Automated insulin delivery (AID) systems include an insulin pump that communicates with a continuous glucose monitor, which can adjust the amount of insulin administered to a user based on real-time glucose data.
With the new clearance, Abbott plans to offer the updated FreeStyle Libre 2 and Libre 3 sensors in the U.S. later this year, replacing its current systems.
The company is currently working with insulin-pump makers Insulet and Tandem for future integrations. In Germany, the Libre 3 sensor is authorized to work with the mylife Loop solution made by Ypsomed and CamDiab, with future launches planned in the UK, Switzerland and the Netherlands.

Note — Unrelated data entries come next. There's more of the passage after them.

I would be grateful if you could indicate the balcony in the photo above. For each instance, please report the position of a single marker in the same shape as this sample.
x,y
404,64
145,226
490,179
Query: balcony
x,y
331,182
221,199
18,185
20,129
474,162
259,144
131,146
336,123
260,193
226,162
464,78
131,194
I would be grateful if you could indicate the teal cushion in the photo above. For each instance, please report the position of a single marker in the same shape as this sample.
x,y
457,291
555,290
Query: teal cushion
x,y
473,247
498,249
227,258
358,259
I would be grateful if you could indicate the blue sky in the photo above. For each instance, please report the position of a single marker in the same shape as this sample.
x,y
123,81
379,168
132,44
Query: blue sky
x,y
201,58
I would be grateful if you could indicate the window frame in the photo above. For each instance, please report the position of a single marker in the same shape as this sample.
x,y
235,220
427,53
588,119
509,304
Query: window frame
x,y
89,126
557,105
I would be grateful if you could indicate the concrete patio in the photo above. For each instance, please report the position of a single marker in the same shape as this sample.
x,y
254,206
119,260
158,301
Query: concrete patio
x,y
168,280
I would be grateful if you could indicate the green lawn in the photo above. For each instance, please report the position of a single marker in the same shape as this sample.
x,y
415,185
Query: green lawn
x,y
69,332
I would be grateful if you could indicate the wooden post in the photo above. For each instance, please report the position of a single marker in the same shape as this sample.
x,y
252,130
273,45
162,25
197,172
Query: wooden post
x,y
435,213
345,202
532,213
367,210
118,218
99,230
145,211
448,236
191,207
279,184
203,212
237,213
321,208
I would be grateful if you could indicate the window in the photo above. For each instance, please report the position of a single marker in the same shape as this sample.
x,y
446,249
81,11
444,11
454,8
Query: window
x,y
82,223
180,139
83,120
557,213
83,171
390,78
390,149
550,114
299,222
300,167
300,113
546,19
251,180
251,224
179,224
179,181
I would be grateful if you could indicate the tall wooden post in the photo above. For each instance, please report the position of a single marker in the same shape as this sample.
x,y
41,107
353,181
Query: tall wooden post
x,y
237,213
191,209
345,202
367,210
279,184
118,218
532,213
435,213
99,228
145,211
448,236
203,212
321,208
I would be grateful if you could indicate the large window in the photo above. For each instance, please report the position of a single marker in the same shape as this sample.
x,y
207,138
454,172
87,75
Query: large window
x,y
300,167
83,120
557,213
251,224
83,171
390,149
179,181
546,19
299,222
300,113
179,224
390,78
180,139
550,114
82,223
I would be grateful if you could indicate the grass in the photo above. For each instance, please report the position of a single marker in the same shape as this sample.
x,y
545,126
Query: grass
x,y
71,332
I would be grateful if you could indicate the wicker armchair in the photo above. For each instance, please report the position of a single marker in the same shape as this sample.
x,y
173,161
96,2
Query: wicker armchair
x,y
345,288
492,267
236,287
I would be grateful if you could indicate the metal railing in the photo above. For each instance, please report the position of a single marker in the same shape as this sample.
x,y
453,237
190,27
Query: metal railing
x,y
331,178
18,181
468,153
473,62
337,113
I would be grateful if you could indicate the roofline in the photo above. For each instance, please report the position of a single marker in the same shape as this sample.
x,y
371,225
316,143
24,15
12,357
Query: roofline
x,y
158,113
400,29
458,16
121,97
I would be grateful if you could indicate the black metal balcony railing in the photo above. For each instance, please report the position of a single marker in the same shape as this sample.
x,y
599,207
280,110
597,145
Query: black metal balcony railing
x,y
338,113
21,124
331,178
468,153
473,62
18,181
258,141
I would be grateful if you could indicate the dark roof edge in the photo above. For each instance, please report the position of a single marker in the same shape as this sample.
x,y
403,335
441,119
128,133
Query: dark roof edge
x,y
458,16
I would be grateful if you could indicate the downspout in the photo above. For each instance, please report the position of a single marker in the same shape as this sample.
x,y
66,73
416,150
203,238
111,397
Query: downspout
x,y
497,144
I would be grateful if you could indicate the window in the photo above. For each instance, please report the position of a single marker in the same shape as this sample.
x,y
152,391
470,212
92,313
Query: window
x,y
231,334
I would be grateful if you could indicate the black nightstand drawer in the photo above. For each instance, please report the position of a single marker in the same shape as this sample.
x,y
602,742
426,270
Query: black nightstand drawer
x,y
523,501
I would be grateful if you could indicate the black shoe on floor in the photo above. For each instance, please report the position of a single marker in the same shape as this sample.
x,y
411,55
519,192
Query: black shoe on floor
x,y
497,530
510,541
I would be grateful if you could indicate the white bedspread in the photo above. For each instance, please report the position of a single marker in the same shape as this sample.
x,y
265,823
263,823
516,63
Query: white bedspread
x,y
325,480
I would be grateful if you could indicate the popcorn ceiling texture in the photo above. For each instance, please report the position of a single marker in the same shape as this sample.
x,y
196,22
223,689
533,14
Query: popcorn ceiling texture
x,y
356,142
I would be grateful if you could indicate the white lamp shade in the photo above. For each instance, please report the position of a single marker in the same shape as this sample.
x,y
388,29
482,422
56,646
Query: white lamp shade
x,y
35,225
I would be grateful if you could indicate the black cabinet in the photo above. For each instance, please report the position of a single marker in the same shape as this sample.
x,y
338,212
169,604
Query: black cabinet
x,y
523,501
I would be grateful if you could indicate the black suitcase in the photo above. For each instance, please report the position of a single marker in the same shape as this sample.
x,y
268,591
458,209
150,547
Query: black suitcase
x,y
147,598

The clearance further supports Abbott’s 15% growth target this year for the Libre, and its longer-term goal of $10 billion in sales by 2028, Marcus wrote in a research note.
“This market is massive, and holds plenty of opportunity for two competitors to both succeed at the same time. With the full integration later this year, we don’t expect many, if [any], patients from a Dexcom-driven Tandem or Insulet hybrid closed-loop pump to switch to Libre, but where we see the opportunity for Abbott is in new patients, and that’s where the competitiveness will come in,” Marcus added.
William Blair’s Kaczor, on the other hand, does not expect a material change in CGM demand for either Abbott or competitor Dexcom. Part of the reason is that AID systems are primarily used by people with Type 1 diabetes, and are already used by more than half of the U.S. market. Most of the future growth for CGMs in the U.S. is expected to come from people with Type 2 diabetes who use insulin, as Medicare plans to expand coverage for these patients next month.
“As such, we expect that the announcement this morning may be more impactful for AID players, such as Tandem and Insulet, as Abbott’s reach and market share — particularly internationally — can benefit these companies that have been competing with the reach and scale of Medtronic,” Kaczor wrote.